When they were ready, they identified a single beta customer to help launch the product. Once that customer was live, they put together a simple 5 minute recorded Webex demo and included a link to special homepage, with a new product datasheet, access to the demo, and a call to action to schedule a one on one demo of the working product.
My analytics package showed that within the first 24 hours, the demo was watched by over 20% of the newsletter subscription list.
There's more, and it's worth reading; if you want a quick summary of the right way to handle an upgrade in which you could lose all of your customers, this is it.
But it left me scratching my head, because it came out of a discussion on the blog about whether the press release was dead (I don't think so) and this was given as an example of a new kind of marketing.

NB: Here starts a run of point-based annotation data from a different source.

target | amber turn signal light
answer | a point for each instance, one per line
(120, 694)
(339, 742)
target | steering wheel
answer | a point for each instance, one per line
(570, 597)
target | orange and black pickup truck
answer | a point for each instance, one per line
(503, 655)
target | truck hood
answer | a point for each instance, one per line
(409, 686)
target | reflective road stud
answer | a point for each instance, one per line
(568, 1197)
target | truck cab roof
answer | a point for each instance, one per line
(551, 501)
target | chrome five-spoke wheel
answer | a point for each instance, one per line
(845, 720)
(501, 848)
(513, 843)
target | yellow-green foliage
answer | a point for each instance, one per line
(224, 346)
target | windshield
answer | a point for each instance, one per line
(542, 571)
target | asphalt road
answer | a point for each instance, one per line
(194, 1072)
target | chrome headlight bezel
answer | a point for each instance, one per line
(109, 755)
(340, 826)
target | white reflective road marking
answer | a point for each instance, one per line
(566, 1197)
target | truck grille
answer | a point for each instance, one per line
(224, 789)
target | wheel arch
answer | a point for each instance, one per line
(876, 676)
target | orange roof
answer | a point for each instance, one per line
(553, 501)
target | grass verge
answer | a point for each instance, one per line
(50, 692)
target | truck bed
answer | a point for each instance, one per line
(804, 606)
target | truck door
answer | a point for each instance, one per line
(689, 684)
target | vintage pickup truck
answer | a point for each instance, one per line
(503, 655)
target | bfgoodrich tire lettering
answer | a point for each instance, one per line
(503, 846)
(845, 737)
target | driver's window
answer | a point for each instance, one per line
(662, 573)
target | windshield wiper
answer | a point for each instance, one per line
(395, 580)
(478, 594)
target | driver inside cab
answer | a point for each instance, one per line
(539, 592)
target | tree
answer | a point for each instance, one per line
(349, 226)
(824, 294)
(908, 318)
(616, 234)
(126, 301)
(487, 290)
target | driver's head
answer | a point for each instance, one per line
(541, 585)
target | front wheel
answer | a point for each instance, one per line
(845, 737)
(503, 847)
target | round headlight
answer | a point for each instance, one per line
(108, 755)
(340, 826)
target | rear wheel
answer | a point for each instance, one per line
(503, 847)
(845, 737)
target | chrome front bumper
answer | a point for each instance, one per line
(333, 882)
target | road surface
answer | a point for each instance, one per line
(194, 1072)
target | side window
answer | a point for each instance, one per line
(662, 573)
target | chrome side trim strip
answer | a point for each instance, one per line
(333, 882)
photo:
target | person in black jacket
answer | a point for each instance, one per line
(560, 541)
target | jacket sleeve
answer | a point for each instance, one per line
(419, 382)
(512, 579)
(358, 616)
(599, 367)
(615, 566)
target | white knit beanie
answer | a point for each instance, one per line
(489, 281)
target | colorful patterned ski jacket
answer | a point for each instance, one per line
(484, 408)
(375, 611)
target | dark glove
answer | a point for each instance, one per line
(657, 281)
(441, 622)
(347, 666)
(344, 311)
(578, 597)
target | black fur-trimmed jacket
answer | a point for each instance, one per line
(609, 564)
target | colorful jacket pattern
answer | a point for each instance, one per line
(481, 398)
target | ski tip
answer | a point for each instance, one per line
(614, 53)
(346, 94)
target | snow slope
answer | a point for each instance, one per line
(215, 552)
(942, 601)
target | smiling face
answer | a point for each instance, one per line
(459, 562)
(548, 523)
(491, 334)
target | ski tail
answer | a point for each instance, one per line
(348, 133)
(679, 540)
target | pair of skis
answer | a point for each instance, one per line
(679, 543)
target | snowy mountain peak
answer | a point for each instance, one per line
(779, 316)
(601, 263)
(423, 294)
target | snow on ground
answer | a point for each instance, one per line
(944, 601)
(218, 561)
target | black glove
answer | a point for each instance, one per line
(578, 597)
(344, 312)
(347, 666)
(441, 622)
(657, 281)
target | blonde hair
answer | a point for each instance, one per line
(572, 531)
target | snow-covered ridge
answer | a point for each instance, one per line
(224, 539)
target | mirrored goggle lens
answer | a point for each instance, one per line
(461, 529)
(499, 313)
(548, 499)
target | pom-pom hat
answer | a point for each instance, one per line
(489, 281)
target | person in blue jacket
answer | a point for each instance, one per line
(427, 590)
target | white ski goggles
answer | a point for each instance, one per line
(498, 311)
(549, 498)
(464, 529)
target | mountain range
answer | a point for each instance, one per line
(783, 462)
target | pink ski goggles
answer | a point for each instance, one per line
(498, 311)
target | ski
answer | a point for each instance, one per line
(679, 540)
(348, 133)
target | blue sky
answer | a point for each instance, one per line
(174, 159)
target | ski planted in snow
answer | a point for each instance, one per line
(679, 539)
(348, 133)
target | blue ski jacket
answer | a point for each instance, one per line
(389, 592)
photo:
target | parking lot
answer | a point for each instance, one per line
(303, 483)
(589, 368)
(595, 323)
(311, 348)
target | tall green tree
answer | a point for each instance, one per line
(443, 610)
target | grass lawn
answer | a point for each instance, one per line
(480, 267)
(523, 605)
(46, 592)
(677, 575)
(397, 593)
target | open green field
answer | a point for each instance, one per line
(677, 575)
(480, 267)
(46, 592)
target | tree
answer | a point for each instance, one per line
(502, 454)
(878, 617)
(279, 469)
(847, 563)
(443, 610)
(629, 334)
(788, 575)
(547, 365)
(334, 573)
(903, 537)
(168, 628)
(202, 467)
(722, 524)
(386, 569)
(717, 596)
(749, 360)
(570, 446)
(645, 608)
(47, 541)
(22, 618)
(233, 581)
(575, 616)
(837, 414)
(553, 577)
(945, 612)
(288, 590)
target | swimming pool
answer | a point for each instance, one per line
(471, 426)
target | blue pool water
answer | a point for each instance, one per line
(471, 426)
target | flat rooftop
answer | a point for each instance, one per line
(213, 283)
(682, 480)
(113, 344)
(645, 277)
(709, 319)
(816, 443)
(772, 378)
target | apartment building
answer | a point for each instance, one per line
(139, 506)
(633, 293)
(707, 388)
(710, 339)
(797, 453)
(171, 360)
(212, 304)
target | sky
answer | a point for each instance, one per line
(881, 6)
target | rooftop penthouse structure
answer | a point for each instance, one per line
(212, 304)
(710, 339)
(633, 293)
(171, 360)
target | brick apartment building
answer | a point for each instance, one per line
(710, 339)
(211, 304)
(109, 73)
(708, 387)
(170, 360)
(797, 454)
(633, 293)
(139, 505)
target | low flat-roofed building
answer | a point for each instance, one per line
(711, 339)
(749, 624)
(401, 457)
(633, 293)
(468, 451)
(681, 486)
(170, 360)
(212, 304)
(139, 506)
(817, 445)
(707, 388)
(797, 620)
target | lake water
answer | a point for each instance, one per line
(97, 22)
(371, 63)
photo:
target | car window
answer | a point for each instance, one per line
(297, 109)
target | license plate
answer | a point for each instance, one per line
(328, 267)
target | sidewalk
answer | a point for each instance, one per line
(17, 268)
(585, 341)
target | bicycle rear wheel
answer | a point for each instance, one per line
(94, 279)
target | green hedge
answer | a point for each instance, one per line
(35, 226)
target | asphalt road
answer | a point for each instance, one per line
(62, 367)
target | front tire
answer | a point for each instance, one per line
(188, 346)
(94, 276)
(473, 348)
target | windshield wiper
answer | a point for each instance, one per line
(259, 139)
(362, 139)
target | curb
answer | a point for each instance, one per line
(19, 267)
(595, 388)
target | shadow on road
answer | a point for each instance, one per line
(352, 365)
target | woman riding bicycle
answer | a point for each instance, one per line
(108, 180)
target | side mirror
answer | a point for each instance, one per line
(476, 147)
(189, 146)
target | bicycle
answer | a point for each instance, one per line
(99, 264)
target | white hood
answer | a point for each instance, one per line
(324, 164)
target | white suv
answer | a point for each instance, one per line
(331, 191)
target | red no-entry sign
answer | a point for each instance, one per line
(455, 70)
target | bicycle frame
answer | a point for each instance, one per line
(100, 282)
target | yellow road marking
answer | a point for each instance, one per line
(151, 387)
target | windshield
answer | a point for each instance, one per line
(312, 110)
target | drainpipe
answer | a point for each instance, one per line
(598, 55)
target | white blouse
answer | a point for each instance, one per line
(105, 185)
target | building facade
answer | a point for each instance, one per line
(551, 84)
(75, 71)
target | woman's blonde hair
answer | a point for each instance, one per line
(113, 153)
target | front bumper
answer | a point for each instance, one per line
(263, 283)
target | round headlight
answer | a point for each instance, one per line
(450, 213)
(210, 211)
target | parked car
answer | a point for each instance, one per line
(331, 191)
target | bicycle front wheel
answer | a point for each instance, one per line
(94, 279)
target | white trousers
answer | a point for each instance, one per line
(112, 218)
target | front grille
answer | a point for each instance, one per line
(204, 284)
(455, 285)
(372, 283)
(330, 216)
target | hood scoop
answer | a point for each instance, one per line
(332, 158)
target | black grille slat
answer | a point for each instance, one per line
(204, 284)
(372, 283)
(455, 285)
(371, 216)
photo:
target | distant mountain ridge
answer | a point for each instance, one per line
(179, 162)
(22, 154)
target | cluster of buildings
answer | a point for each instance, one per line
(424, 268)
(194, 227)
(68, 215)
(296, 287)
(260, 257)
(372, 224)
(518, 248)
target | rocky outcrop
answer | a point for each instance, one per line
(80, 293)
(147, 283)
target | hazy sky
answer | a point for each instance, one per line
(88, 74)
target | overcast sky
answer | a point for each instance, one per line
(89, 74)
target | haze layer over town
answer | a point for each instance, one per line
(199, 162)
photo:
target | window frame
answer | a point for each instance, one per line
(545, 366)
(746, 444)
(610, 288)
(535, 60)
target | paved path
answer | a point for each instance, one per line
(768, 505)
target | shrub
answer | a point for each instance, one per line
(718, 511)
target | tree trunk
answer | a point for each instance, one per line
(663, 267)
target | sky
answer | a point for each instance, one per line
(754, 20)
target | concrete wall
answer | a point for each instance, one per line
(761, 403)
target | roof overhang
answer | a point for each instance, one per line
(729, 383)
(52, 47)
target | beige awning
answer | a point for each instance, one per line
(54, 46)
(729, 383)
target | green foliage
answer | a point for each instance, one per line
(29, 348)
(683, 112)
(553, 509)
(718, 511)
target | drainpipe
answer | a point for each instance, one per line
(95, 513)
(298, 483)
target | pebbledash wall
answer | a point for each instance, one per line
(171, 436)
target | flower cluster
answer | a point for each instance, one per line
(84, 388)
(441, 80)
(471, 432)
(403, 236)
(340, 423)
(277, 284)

As I read it, I thought, this is good, but it's not new. This is how smart marketers and product managers have handled upgrades for a long time. Sure, maybe there weren't email newsletters and webex demos in the past, but conceptually, this is nothing new; it's just easier thanks to new technology.
Vario gives four reasons that this is new and different:
1. It was realized from the beginning that the customers had to be engaged, that in fact they had ownership of the brand.
2. Technology wasn’t used for technologies sake, instead she used the media that was most likely to reach her core customers.
3. By securing her existing customers as part of the process, she kept a percentage of them from jumping ship.
4. The project was accomplished with a virtually non-existent marketing budget. In fact, the only things that came out of the MarComm dept. were the final press release, the time it took to format the product datasheet, plus a couple hours of webmaster time sending the newsletter monthly.
I'm unconvinced. I think number two is the key item in the list: she chose media that fit her strategic goals, not just whatever was cool and new.
Personally, I think the critical medium in these cases is the telephone... as in, the product manager calling a customer and saying, "Hey, how's it going?"
New marketing technology and media can make us think everything we do is new; it's not. In many cases, the tried and true approaches are still the way to go - new media just change some tactics.
1 comment:
Actually that's me...Mark Cahill - Anthony is someone with the same last name as the company who commented...
I agree with your general assessment. Most of what was done (and I apologize for being so vague about the product, but it was that or talk to the lawyers) is good old fashioned marketing wrapped in the guise of new marketing speak. The truth is, however we choose to say it, you aren't going to be far from wrong if you keep your customers close.
You also have reminded me that one of the key pieces of technology used was in fact the telephone.
On the "death of the press release" I am a little harsh - my ire raised in an instance where an ill timed, ill written and ill advised press release was issued. Fire and forget marketing is probably the bigger issue.